On 2007-11-27 12:22 pm, Rene Herman wrote:
> Mmm, and now that I look at it again:
>       ampl = 32767.0 / pow(10, -dbfs / 20);
> is the same as:
>          ampl = 32767 * pow(10, dbfs / 20);
> which looks somewhat nicer.

How about a copyright, license, contact and version info,
and a bit of a readme in the header comments ?

I'd like to package it and maybe try to wrap some kind
of simple Qt4 GUI hearing test applet around it, one day.

It would be really cool to have some proggie that could
be run, every 3 months or so, to test ones hearing and
keep the results in SQLite (or online) and also provide
some kind of Jack/ALSA based EQ bias based on the stored
results. Like, ultra cool.

I recently got some good cans and a headphone amp and I
am amazed at what I can now hear, and NOT hear, so it
would be genuinely useful to have a custom EQ thingie
that I could apply to any computer (at least) generated
music that adapted to my failing ears over the years.

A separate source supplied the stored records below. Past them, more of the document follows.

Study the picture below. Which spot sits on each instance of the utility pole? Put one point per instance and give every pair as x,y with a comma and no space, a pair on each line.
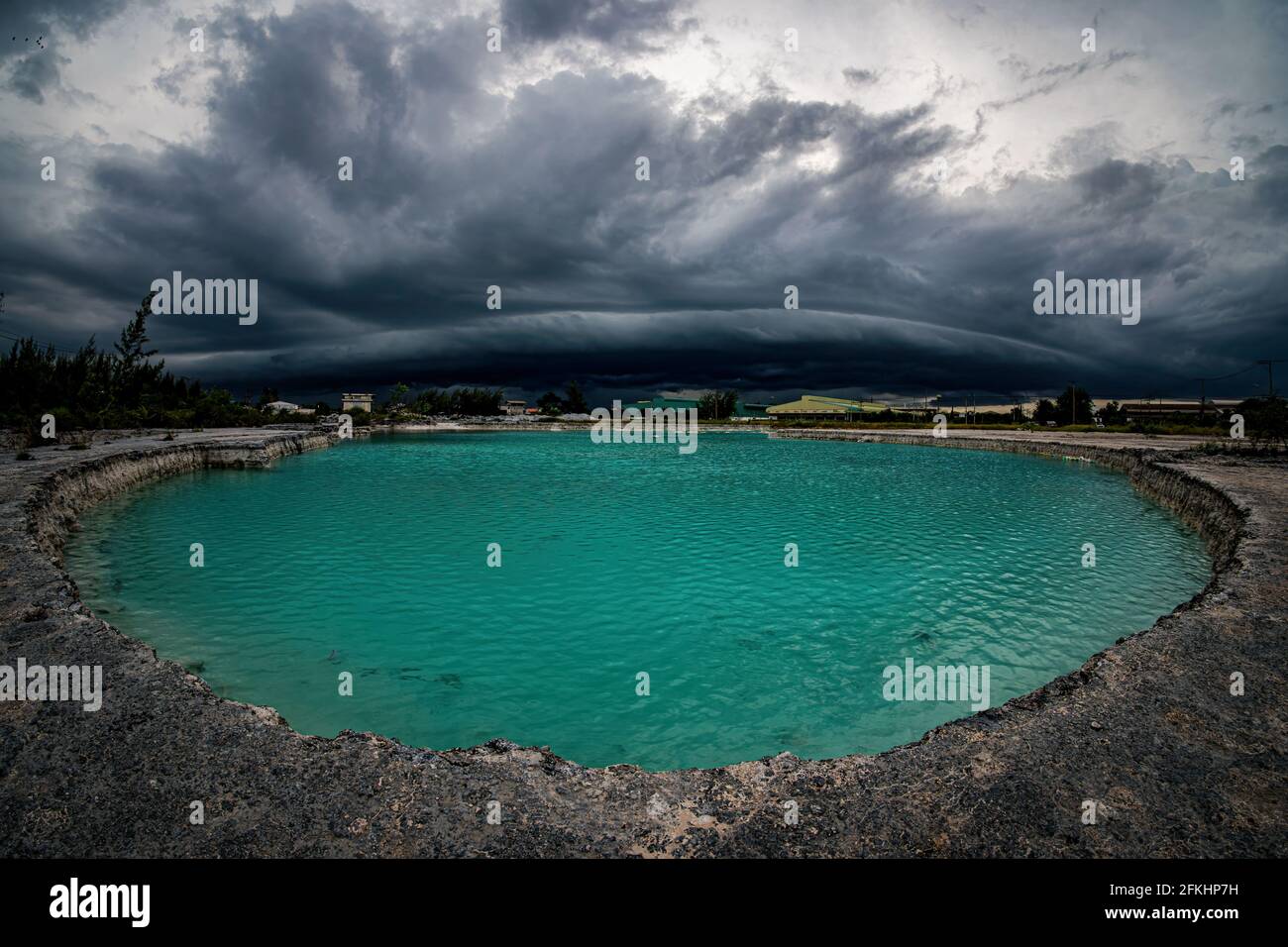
1202,395
1270,368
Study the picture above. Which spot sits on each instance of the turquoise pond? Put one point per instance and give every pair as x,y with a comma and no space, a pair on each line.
372,558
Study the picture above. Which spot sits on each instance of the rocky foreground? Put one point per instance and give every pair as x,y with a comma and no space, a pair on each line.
1147,729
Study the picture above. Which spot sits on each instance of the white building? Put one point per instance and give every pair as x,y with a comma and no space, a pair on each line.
348,402
287,407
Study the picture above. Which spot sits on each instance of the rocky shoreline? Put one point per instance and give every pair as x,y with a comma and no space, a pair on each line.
1146,728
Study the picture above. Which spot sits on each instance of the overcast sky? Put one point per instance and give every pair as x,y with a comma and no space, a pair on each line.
912,167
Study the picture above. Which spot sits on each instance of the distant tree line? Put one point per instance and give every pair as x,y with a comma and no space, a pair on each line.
572,403
121,388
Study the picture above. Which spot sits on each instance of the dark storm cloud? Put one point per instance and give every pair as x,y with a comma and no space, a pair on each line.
674,282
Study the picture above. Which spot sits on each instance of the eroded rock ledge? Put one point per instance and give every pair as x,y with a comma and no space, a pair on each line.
1147,728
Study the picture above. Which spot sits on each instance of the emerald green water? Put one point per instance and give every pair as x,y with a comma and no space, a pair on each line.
372,558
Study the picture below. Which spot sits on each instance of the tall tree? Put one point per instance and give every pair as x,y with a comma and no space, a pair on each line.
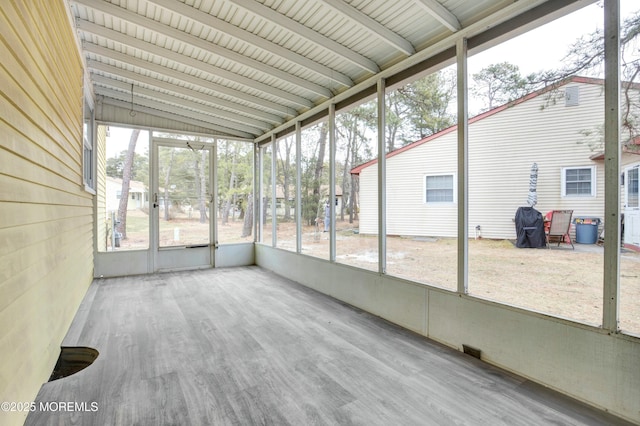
247,225
199,168
167,182
586,57
229,201
428,101
285,173
500,83
126,181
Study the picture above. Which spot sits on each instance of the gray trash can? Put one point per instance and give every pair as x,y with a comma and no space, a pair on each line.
586,229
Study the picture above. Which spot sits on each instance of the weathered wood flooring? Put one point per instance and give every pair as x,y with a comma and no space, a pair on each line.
243,346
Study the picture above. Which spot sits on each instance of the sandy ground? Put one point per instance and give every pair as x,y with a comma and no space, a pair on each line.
560,281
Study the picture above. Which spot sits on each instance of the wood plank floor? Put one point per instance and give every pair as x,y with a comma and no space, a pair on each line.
243,346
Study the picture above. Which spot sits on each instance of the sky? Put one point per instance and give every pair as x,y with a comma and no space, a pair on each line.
539,49
546,46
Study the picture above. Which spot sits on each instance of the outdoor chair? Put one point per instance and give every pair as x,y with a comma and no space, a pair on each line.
559,227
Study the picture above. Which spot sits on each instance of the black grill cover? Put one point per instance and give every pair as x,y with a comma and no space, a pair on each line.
529,228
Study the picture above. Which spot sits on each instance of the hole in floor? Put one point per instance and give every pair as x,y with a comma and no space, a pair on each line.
72,360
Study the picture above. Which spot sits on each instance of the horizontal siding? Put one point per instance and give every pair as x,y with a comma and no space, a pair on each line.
46,232
502,149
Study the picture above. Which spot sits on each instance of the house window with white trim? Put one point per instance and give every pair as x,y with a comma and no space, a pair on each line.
579,181
439,189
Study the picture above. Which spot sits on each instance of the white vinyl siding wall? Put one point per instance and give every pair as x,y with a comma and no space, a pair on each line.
502,149
46,231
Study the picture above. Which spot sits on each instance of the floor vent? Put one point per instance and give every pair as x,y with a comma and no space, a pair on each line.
476,353
72,360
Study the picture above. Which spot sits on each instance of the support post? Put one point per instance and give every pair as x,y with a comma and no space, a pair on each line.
611,296
332,182
298,188
382,179
463,168
274,194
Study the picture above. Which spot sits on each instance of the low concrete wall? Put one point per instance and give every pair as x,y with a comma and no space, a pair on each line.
583,362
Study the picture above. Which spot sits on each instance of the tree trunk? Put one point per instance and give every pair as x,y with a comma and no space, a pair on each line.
167,181
201,182
202,196
232,179
126,181
247,226
286,177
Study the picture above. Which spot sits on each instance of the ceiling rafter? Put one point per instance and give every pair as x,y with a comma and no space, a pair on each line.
107,53
374,27
222,26
161,52
438,11
203,45
187,103
241,110
174,114
300,30
139,101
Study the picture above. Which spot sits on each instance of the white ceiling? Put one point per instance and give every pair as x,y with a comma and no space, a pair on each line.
246,68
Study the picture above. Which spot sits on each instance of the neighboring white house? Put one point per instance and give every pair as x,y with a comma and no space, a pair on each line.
138,194
545,127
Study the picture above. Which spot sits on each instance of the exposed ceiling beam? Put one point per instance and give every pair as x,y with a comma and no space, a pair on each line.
186,103
377,30
439,12
321,41
175,111
231,107
181,36
183,77
171,116
178,58
222,26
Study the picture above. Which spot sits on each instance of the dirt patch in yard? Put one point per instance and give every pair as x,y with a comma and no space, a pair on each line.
558,281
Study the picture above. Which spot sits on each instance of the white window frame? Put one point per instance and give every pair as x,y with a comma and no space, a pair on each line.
453,189
563,182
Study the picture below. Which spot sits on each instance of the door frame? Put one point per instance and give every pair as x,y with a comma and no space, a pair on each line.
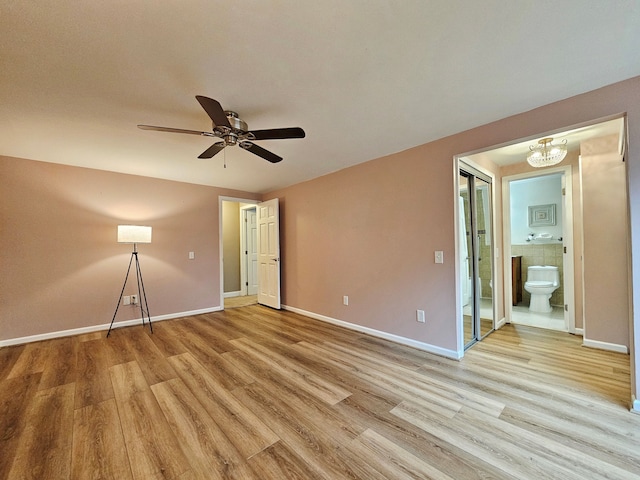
223,198
244,267
568,267
459,163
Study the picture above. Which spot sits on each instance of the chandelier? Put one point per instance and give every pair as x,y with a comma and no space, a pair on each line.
546,154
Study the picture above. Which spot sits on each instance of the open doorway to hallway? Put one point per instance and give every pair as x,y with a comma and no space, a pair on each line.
239,253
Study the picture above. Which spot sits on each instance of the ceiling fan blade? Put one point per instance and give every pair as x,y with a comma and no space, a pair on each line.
175,130
261,152
214,110
212,150
278,133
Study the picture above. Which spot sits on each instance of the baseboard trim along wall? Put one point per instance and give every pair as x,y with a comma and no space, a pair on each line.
613,347
426,347
105,326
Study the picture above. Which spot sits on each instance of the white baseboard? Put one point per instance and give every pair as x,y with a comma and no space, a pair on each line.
426,347
105,326
613,347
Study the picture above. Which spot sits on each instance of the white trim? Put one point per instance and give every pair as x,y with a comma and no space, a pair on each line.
612,347
224,198
426,347
103,327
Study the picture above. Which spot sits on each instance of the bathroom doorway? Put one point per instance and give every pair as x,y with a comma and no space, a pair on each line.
538,211
475,233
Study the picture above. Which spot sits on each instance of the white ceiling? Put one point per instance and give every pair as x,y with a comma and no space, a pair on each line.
364,78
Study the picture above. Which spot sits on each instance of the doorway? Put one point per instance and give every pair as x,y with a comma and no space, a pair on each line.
238,275
476,268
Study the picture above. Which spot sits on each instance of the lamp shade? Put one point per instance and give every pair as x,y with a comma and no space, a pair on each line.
134,234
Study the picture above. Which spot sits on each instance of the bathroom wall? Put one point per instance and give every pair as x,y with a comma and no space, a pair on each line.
545,254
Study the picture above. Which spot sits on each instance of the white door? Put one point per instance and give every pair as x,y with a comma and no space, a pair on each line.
251,243
269,253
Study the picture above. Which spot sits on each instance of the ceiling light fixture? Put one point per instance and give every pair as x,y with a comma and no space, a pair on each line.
546,154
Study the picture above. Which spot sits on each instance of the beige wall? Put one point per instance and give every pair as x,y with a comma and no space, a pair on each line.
606,233
61,267
368,232
231,246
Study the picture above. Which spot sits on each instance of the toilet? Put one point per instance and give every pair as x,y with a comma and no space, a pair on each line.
541,282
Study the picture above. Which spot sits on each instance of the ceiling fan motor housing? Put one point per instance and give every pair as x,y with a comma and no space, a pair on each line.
239,128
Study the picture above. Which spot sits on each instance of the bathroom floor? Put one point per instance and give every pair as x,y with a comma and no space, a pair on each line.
521,315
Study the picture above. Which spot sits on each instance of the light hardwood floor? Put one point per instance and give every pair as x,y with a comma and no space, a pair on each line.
253,393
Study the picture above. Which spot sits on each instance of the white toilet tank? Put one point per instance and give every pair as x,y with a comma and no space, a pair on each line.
543,273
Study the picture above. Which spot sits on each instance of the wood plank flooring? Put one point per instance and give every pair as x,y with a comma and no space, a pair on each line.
253,393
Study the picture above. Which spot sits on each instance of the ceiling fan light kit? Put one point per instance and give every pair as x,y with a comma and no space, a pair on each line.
546,153
228,126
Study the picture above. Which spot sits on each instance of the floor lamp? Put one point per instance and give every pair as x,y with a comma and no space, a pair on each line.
134,234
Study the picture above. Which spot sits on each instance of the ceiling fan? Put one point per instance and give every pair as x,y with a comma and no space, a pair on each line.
233,131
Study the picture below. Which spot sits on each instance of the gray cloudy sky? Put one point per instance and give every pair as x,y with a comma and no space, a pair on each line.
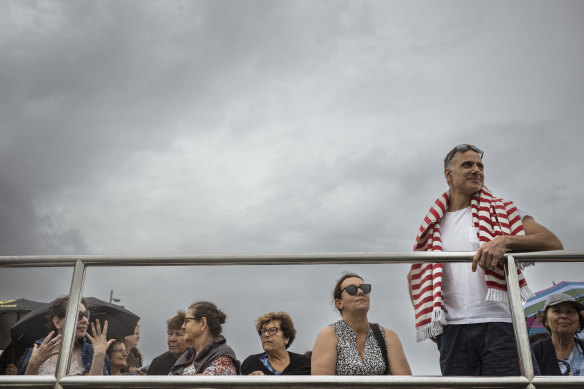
177,127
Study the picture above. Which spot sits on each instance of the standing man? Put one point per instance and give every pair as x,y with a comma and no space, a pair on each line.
177,346
464,306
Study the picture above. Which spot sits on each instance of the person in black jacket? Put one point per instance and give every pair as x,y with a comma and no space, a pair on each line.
177,346
562,353
276,331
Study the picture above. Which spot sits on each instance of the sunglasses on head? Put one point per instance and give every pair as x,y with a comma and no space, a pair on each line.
462,148
352,289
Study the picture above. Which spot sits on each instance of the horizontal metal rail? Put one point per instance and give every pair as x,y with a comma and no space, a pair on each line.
80,263
270,259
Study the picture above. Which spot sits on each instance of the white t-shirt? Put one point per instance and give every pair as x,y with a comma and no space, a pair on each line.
465,292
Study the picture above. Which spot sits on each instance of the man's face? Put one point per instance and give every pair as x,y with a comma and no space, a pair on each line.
467,175
177,344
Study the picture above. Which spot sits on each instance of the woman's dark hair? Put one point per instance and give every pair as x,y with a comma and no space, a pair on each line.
337,291
286,324
58,308
176,322
215,317
113,345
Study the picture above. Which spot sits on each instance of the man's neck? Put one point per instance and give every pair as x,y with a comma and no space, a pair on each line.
458,202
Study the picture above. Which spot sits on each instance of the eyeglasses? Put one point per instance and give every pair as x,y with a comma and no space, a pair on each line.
462,148
352,289
271,331
82,315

A point is that these kind of "hearing tests" are almost
useless in absolute terms but are indeed meaningful when
tested and accumulated results are compared with for any
particular individual. The consistent mean is to set up
the listening environment to just be able to hear 1khz
at (about, I forget the right level) -50db and then run
the rest of the tests from that reference. As long as
this reference marker is used for each testing session
then the results can be reliable for that individual.